You have imported data to the input table. For more information, see Import data to the doc and query tables.
Converter-related parameters
-converter: specifies the name of the converter for index building.
-converter_params: specifies the parameters of the converter. Each parameter is a single-line JSON string. The double quotation marks (") of the parameter do not need to be escaped. Spaces are not allowed in the configuration of each parameter. For example, you can specify the parameter
{"proxima.normalize.reformer.forced_half_float":false}for NormalizeConverter. For more information, see IndexConverter parameter configuration.NoteFor a complete list of converters, see Index Converter.
Command examples
For details about the parameter configuration used in the following example code, see Reference: Proxima CE parameters.
--@resource_reference{"proxima-ce-aliyun-1.0.2.jar"} -- Reference the uploaded proxima-ce JAR package. In the left navigation pane, choose Business Flow-MaxCompute-Resources. Right-click the uploaded JAR package and select Reference Resource to generate this comment line
jar -resources proxima-ce-aliyun-1.0.2.jar -- The uploaded proxima-ce JAR package
-classpath proxima-ce-aliyun-1.0.2.jar com.alibaba.proxima2.ce.ProximaCERunner -- The classpath specifies the main function entry class
-doc_table doc_table_xx -- The input doc table
-doc_table_partition 20221111 -- The name of the partition in the doc table
-query_table query_table_xx -- The input query table
-query_table_partition 20221111 -- The name of the partition in the query table
-output_table output_table_xx -- The output table
-output_table_partition 20221111 -- The name of the partition in the output table
-data_type float -- The vector data type
-dimension 8 -- The vector dimension
-external_volume_name xxx_volume_name -- The created volume that is stored in an Object Storage Service (OSS) bucket. The OSS directory at the underlying layer must be created. Otherwise, the search task fails to run
-owner_id 123456 -- The ID of the user
-converter Int8QuantizerConverter -- The converter
-converter_params "" -- Specifies the parameters of the converter. This parameter is optional. Each parameter is a single-line JSON string. The double quotation marks (") of the parameter do not need to be escaped. Spaces are not allowed in the configuration of each parameter.

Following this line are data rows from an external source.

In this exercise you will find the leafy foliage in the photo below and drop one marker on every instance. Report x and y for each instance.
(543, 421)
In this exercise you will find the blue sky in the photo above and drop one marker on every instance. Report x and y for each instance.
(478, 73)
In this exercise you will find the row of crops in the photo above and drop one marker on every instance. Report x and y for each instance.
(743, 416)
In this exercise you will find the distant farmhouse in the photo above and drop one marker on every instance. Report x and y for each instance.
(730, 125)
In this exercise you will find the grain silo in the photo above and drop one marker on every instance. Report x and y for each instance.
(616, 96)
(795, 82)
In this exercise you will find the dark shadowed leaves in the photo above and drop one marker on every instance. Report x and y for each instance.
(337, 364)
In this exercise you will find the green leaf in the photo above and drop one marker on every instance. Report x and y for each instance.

; -- Do not forget the semicolon, which indicates the end of the ODPS SQL statementPerformance description
In most cases, vector quantization causes data loss. The recall rate after quantization decreases by 1% to 2%. For example, when you perform a test on the doc table and query table that both contain 20 million data records of the FLOAT data type with 512 dimensions, the recall rate after quantization decreases from 99.0% to 98.2% compared with the recall rate before quantization. However, vector quantization improves search performance. In the preceding test, the search performance of the test data increases by approximately 10%. The data in the test is for reference only.

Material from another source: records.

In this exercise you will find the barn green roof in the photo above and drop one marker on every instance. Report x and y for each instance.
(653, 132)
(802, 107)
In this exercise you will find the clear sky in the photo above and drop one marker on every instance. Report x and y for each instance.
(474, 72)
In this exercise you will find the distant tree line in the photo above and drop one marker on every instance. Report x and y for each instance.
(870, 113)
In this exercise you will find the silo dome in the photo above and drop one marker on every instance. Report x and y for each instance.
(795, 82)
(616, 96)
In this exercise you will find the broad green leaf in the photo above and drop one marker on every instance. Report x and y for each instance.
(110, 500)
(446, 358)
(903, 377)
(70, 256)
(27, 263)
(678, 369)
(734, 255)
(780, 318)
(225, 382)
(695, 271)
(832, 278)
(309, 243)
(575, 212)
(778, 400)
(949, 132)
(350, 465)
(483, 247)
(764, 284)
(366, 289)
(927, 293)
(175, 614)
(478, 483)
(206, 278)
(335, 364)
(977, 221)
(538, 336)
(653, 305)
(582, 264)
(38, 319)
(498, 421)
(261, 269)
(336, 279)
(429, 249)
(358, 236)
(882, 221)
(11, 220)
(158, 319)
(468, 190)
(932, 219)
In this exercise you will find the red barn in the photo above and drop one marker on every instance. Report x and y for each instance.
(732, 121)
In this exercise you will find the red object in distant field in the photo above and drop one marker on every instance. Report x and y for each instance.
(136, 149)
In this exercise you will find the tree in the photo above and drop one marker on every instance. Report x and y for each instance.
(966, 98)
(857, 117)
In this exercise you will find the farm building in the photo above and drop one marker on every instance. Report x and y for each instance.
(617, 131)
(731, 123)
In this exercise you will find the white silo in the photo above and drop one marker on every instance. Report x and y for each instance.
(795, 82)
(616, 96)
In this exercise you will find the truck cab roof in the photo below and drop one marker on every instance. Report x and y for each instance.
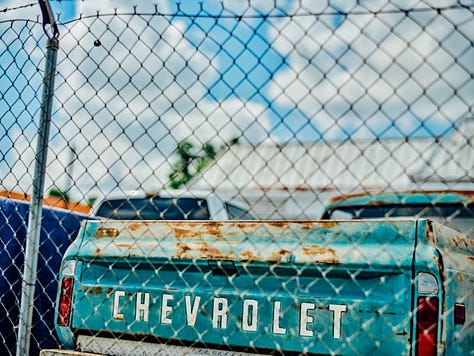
(452, 208)
(171, 205)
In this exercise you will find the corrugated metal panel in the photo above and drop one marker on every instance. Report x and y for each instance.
(318, 166)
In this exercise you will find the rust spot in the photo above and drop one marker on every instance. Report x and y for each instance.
(107, 232)
(280, 255)
(278, 224)
(200, 250)
(329, 224)
(183, 231)
(124, 245)
(94, 290)
(138, 225)
(214, 229)
(430, 232)
(247, 255)
(321, 254)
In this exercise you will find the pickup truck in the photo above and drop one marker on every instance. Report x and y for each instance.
(453, 208)
(393, 287)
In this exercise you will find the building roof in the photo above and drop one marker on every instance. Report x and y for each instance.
(343, 165)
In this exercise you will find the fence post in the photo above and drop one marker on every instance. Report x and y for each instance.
(34, 220)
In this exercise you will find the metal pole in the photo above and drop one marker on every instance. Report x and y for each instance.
(34, 221)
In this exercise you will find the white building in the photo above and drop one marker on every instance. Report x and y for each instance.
(294, 181)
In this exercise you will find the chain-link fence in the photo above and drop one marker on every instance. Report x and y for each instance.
(222, 111)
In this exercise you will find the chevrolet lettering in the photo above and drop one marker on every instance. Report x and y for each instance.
(249, 315)
(329, 287)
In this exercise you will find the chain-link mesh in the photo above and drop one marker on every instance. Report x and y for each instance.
(224, 111)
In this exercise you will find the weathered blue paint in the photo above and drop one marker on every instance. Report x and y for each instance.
(300, 276)
(59, 228)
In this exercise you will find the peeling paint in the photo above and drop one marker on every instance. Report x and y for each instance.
(200, 250)
(107, 232)
(321, 254)
(96, 290)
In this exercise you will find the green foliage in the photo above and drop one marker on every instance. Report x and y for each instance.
(192, 161)
(56, 192)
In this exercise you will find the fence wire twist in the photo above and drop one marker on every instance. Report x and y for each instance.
(242, 111)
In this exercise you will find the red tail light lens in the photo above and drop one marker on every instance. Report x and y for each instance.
(427, 326)
(65, 301)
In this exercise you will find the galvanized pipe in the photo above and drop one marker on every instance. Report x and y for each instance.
(34, 220)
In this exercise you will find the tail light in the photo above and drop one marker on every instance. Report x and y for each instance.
(65, 301)
(427, 326)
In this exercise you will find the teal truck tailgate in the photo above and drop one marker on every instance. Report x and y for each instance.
(303, 287)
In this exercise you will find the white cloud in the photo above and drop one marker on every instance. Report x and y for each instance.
(405, 65)
(127, 102)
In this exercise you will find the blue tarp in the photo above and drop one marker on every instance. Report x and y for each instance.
(59, 228)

The recall rate is a common metric used in vector search to measure the accuracy of query results. For a vector search algorithm, the recall rate refers to the degree of similarity between the doc data that is retrieved by using the vector search algorithm and the doc data that is retrieved by using a brute-force attack for a query. A higher recall rate indicates a more accurate vector search algorithm.